Com a literatura, com o retorno da exegese e a preocupação da formalização, com a constituição de uma filologia, em suma, com o reaparecimento da linguagem num pulular múltiplo, a ordem do pensamento clássico pode doravante apagar-se. 

Nessa data entra ela, para todo olhar futuro, numa região de sombra. Nem é de obscuridade que se deveria ainda falar, mas de uma luz um pouco confusa, falsamente evidente e que oculta mais do que manifesta: parece, com efeito, que conhecemos tudo de saber clássico, se compreendemos 

  • que é racionalista, 
  • que atribui, desde Galileu e Descartes, um privilégio absoluto à mecânica, 
  • que supõe uma organização geral da natureza, 
  • que admite uma possibilidade de análise bastante radical para descobrir o elemento ou a origem, 
  • mas que já pressente, através e apesar de todos esses conceitos de entendimento, 
    • o movimento da vida,
    • a espessura da história 
    • e a desordem, difícil de dominar, da natureza. 

Mas reconhecer o pensamento clássico somente por esses sinais é desconhecer-lhe a disposição fundamental; é negligenciar inteiramente a relação entre tais manifestações e o que as tornava possíveis. 

E como, afinal de contas (a não ser por uma técnica laboriosa e lenta), reencontrar

  • a complexa relação das representações,
  • das identidades,
  • das ordens,
  • das palavras,
  • dos seres naturais, 
  • dos desejos
  • e dos interesses, 

a partir do momento em que toda essa grande rede se desfez, 

  • em que as necessidades organizaram por si mesmas sua produção
  • em que os seres vivos se voltaram para as funções essenciais da vida, 
  • em que as palavras se carregaram com o peso de sua história material 

em suma, a partir do momento em que as identidades da representação cessaram de manifestar, sem reticências nem reservas, a ordem dos seres? 
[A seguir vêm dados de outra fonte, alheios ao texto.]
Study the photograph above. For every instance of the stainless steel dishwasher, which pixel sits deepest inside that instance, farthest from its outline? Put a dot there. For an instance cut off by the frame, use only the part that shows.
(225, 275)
Todo o sistema dos crivos que analisava a seqüência das representações (tênue série temporal desenrolando-se no espírito dos homens) para fazê-la oscilar, para detê-la, desenvolvê-la e reparti-la num quadro permanente, todas essas querelas constituídas pelas palavras e pelo discurso, pelos caracteres e pela classificação, pelas equivalências e pela troca são agora abolidas a ponto de ser difícil reencontrar a maneira como esse conjunto pôde funcionar. 

A última “peça” que saltou – e cujo desaparecimento afastou de nós para sempre o pensamento clássico – é justamente o primeiro desses crivos: 

  • o discurso que assegurava o desdobramento inicial, espontâneo, ingênuo da representação em quadro. 

Desde o dia em que ele cessou de existir e de funcionar no interior da representação como sua ordenação primeira, o pensamento clássico cessou, no mesmo movimento, de nos ser diretamente acessível. 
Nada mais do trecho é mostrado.